Oben hängt ein zweites Display, über das sich abends vor dem Schlafengehen nochmals alle Lichtquellen, Jalousien und Fenster kontrollieren lassen. Neben dieser komfortorientierten Smarthome-Ausstattung ist eine Alarmanlage im Haus installiert. Die ist ebenfalls vernetzt, aber nicht mit Bootup Myhomecontrol verbunden. Der Clou an der Haustechnik ist für Hans Moock die Flexibilität: „Drei Monate nach dem Einzug hatten wir einige Änderungswünsche für die Automatisierungen. Die wurden umgehend im Smarthome-System einprogrammiert“.

Systeme

DATEN & FAKTEN ZUM HAUS

Anbieter: Weberhaus GmbH & Co. KG,
Am Erlenpark 1, 77866 Rheinau-Linx
Telefon +49 7853 830
www.weberhaus.de

Entwurf: Individuelle Planung

Wohnfläche: 255 m
EG: 132 m2, OG 123 m2

Bauweise: Holzfertigbauweise,
Wandstärke 36 cm: Holzfachwerk  mit 16 cm Holzfaserdämmplatten und 16 cm Mineralwolldämmung. Satteldach mit 50 Grad Dachneigung, Holz-Alu­fenster mit Dreifach-Verglasung.

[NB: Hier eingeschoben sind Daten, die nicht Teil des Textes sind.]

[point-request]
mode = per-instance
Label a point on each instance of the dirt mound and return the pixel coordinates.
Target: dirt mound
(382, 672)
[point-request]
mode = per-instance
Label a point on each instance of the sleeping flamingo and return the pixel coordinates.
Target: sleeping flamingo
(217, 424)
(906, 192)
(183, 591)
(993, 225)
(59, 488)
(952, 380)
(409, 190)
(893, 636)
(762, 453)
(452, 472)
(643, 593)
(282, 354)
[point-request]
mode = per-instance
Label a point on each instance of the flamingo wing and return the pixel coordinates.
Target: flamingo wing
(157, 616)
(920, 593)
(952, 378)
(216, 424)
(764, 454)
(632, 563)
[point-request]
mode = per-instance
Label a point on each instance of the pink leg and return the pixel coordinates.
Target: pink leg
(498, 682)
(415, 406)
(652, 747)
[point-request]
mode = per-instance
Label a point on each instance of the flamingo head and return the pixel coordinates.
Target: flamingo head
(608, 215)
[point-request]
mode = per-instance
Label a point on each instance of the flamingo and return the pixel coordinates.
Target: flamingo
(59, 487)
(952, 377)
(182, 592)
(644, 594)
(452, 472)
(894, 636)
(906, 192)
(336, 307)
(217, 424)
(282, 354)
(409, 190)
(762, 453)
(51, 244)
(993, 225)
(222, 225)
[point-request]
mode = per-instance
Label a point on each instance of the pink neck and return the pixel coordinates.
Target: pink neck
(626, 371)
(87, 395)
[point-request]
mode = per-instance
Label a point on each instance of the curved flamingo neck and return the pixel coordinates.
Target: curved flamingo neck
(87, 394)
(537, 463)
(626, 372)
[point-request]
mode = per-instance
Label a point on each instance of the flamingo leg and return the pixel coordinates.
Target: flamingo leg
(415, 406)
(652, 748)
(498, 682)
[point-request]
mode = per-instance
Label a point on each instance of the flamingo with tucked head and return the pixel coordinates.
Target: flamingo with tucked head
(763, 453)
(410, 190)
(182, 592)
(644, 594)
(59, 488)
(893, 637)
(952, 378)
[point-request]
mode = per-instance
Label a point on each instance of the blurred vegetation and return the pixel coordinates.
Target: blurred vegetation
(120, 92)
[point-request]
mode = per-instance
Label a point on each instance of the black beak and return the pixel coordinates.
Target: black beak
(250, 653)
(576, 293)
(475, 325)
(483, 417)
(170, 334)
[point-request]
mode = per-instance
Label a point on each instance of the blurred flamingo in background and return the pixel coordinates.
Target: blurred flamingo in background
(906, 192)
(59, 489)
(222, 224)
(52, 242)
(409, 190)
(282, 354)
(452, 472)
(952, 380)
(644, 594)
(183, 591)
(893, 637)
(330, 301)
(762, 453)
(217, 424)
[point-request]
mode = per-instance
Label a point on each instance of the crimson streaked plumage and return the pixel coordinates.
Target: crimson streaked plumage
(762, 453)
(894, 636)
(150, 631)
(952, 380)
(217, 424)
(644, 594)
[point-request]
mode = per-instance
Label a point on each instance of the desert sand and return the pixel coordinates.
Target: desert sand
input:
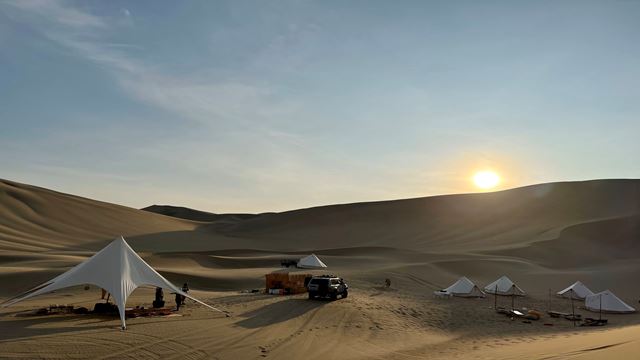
(544, 237)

Haustechnik: Gasbrennwert Wandheizkessel mit Solarthermie-Unterstützung und 1000 l Warmwsserspeicher, 8,8 kW PV-Anlage mit 13,8 kWh Hausspeicher.

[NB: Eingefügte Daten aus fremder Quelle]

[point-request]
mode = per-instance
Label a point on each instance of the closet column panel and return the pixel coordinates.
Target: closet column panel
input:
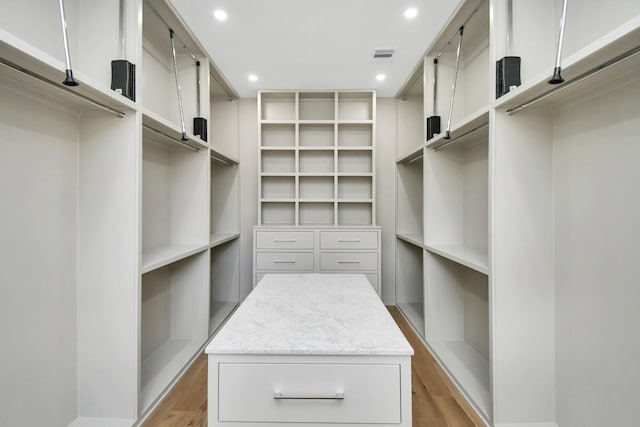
(521, 262)
(108, 259)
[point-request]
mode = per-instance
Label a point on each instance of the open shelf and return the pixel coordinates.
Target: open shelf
(278, 187)
(316, 213)
(355, 188)
(355, 213)
(278, 213)
(355, 106)
(316, 161)
(316, 135)
(316, 106)
(355, 161)
(355, 135)
(278, 161)
(458, 200)
(278, 135)
(316, 187)
(458, 325)
(174, 202)
(278, 106)
(410, 283)
(473, 259)
(173, 322)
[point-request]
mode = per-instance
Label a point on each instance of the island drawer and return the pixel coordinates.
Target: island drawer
(310, 393)
(348, 261)
(284, 261)
(284, 239)
(349, 239)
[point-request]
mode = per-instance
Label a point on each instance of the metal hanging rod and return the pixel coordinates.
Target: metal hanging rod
(464, 135)
(444, 49)
(171, 138)
(55, 85)
(596, 70)
(221, 159)
(414, 159)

steuerbare Komponenten: Smarthome-System Weberlogic 2.0 mit Enocean Funktechnik und Bootup Myhomecontrol steuert u. a. Licht, Jalousien, Raumwärme (Fußbodenheizung), Gartenbeleuchtung, Außensteckdosen. B&O Multiroomanlage mit App-Steuerung. Lüftungsanlage mit vernetzter Steuerung. Alarmanlage mit Aktivierung und Meldungen via Internet und App.